Her life spiraled out of control when her husband died and then six months later she lost her job because her appendix burst and her employer fired her when she did not report to work at 8 a.m. after her 5 a.m. surgery.
Kim said that many people are not aware of the homeless population along the trail because the homeless people try to stay invisible, hiding from hikers and others to protect what little they have.
"One day I went into Palmerton to get food and while I was there, someone stole my clothing," she said. "It wasn't much, but it was all I had. It was mine and now it was gone."
She said that while living on the trail, she was constantly moving because of the possibility of being found.
"We had our own community," she added. "We helped each other. We had our own family."
Now Kim is living in a two-bedroom apartment in Lehighton, which has a newly painted red front door, new celing tiles in the bathroom and new white paint on the door frame. She shares the space with another woman.
Matt Taylor is another client who has a nicer residence thanks to the local realtors.
Taylor said he was injured on the job, but when workmen's comp would not pay compensation, he was out of a job, his home and for a time depended on friends and family. When those resources ran out, he had no roof over his head and sought help from Peaceful Knights.
For Shawn, he was working in Bethlehem, when he was laid off in September and couldn't find a job. As a former client of Peaceful Knights, he came back to ask for help when he needed help.
"They took me back," said Shawn.
Aggie Shehadeh, director for Peaceful Knights, said that she has received 200 calls from all over the country seeking this program. "We only take people from Carbon County or who are in Carbon County." The organization only helps adults because the organization has no resources to help families. Anyone with children is referred to another organization.

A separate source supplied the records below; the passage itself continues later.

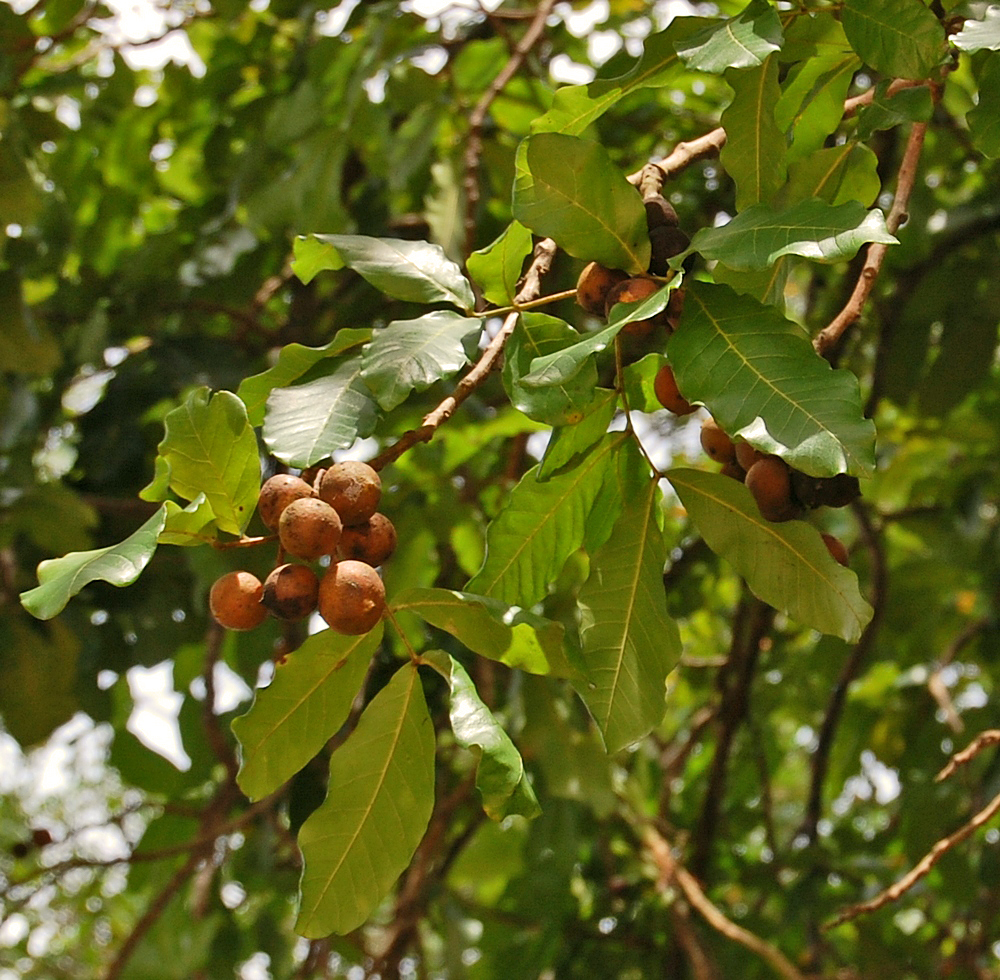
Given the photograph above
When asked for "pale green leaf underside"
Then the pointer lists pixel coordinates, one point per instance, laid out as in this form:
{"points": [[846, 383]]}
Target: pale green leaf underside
{"points": [[120, 564], [305, 704], [760, 377], [500, 776], [786, 565], [630, 644], [379, 801]]}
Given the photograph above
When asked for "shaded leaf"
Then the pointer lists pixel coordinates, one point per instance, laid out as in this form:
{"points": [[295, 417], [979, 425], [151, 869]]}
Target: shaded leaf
{"points": [[211, 448], [500, 776], [759, 236], [120, 564], [415, 271], [491, 628], [307, 422], [629, 642], [786, 565], [900, 38], [568, 189], [743, 41], [541, 526], [381, 794], [305, 704], [412, 355]]}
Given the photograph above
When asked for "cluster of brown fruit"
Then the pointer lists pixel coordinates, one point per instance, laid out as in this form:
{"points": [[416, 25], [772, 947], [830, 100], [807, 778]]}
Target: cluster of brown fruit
{"points": [[339, 518]]}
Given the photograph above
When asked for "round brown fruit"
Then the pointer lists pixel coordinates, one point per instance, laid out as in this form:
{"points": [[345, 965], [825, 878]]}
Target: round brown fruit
{"points": [[769, 480], [836, 548], [665, 389], [351, 597], [291, 592], [352, 489], [716, 443], [234, 601], [594, 284], [277, 493], [372, 542], [309, 528]]}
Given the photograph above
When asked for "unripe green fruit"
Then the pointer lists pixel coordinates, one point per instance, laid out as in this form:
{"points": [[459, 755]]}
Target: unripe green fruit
{"points": [[291, 592], [277, 493], [235, 601], [351, 597], [352, 489], [309, 528]]}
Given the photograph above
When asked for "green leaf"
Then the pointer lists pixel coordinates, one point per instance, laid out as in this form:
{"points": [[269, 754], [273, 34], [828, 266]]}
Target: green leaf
{"points": [[379, 803], [980, 35], [561, 366], [759, 236], [541, 526], [629, 642], [754, 154], [211, 448], [900, 38], [491, 628], [984, 119], [497, 267], [294, 361], [305, 704], [537, 335], [743, 41], [500, 776], [760, 378], [412, 355], [120, 564], [416, 271], [786, 565], [307, 422], [569, 189]]}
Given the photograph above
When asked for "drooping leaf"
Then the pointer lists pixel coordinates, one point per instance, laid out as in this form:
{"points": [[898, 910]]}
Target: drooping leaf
{"points": [[294, 361], [211, 448], [629, 642], [786, 565], [305, 704], [759, 236], [754, 154], [541, 526], [537, 335], [120, 564], [493, 629], [568, 189], [760, 377], [415, 271], [381, 794], [497, 267], [900, 38], [307, 422], [743, 41], [500, 776], [410, 355]]}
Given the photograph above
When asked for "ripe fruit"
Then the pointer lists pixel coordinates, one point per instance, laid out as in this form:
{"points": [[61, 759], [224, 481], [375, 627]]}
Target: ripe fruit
{"points": [[836, 548], [353, 490], [769, 480], [665, 389], [309, 527], [716, 443], [372, 542], [291, 592], [277, 493], [351, 597], [594, 284], [234, 601]]}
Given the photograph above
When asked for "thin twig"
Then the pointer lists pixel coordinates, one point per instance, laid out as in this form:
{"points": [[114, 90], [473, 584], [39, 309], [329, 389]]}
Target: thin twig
{"points": [[921, 869]]}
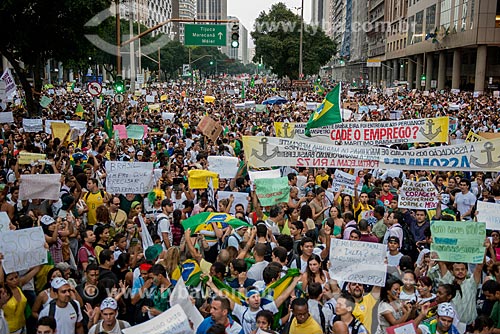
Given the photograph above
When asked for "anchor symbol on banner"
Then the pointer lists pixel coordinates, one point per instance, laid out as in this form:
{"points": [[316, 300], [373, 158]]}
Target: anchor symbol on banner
{"points": [[488, 149], [429, 134], [264, 156], [286, 127]]}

Does Peaceful Knights made a difference?
For Robert Clifford, it did. Clifford has his own place in Lansford and is saving his money.
"I needed to learn how to live a normal routine," he said. "I learned to get up at a certain time, look for work, keep normal hours and no drug usage.
Clifford noted that part of his problem was that he was rebellious and hot headed.
"I'm happy and I have my own place," he said. "I like my life."
Local realtors who helped make a difference were Bonnie Hoffman, Kathy Henderson, Nick Heist, Ann Velopolcek, Chad Fritzinger, Paula Fritzinger and Rita Spinelli.